China is deploying more surveillance and paramilitary ships to the South China Sea without a clear legal framework to assert its ambiguous territorial claims, risking more confrontations, a report said yesterday.
The bigger patrol ships sent by Chinese maritime surveillance and fisheries agencies have figured in major flare-ups, including an ongoing standoff with a Philippine Coast Guard vessel over a disputed shoal off the western Philippine coast.
At the same time, the nearly dozen Chinese government agencies handling Beijing’s claims compete over budget and power and operate with conflicting mandates and lack of coordination, the International Crisis Group (ICG) said in its report.
Six countries — including Taiwan — are engaged in territorial rifts in the South China Sea, crossed by one of the world’s busiest commercial sea-lanes and accounting for about 10 percent of the annual global fisheries catch.
A map China submitted to the UN in 2009 claims virtually the entire area, but Beijing has so far refused to define the exact extent of its claims, causing confusion and fostering potential conflicts, the ICG said.
Some Chinese ships, according to the ICG, were unaware of the limits of the areas where they were supposed to assert sovereignty.
ICG said it interviewed an official with the Maritime Safety Administration in China’s Hainan Province who said he did not know what area to defend. The official was not further identified.
The China Marine Surveillance, an agency patrolling the South China Sea, plans to increase its personnel from 9,000 to 15,000 and the number of ships from 280 to 520 by 2020, the ICG said. Another agency, the China Fisheries Law Enforcement Command, plans to acquire more helicopter-carrying patrol ships. Such buildup is separate from the strengthening of China’s navy, according to the Brussels-based group.
Manila has asked Beijing to bring their disputes to the UN for arbitration, a process that will require both to delineate their claims. However, Chinese officials have insisted on negotiating with other claimants individually.
The latest confrontation erupted on April 10 when a Filipino warship attempted to arrest Chinese fishermen, who were accused of illegally entering and poaching endangered species at Scarborough Shoal (黃岩島). Two Chinese surveillance ships prevented the arrests and the fishermen slipped away.
Also yesterday, the Philippines warned that China’s sweeping territorial claims in the region may eventually threaten freedom of navigation in the busy region and called on Western and Asian countries to take a stand against any such potential threat.
Philippine Department of Foreign Affairs spokesman Raul Hernandez said China has claimed virtually the entire South China Sea for years.

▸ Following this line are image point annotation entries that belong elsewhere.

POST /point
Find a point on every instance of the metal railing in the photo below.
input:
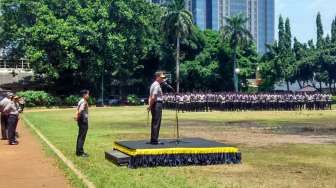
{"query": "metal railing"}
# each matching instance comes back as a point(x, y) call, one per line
point(15, 64)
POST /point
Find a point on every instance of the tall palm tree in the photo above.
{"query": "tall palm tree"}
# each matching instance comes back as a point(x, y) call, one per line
point(235, 31)
point(177, 23)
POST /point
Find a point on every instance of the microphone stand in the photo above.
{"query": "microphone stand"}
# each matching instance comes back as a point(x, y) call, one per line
point(177, 140)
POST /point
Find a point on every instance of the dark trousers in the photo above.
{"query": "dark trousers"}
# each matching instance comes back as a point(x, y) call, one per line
point(82, 130)
point(4, 126)
point(156, 121)
point(12, 123)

Now, they can aggressively assert its claims as shown by its actions at Scarborough Shoal, he told reporters.
“This is a manifestation of a potential threat to freedom of navigation as well as unimpeded commerce in the area,” he added.
Philippine Secretary of Foreign Affairs Albert del Rosario said that with Beijing claiming almost everything in the South China Sea, “the message is [Beijing] can set the rules for anybody.”
“I think the current standoff is a manifestation of a larger threat to many nations,” Del Rosario told a local TV network in an interview. “They should be concerned if they’re interested in maintaining the freedom of navigation and unimpeded commerce.”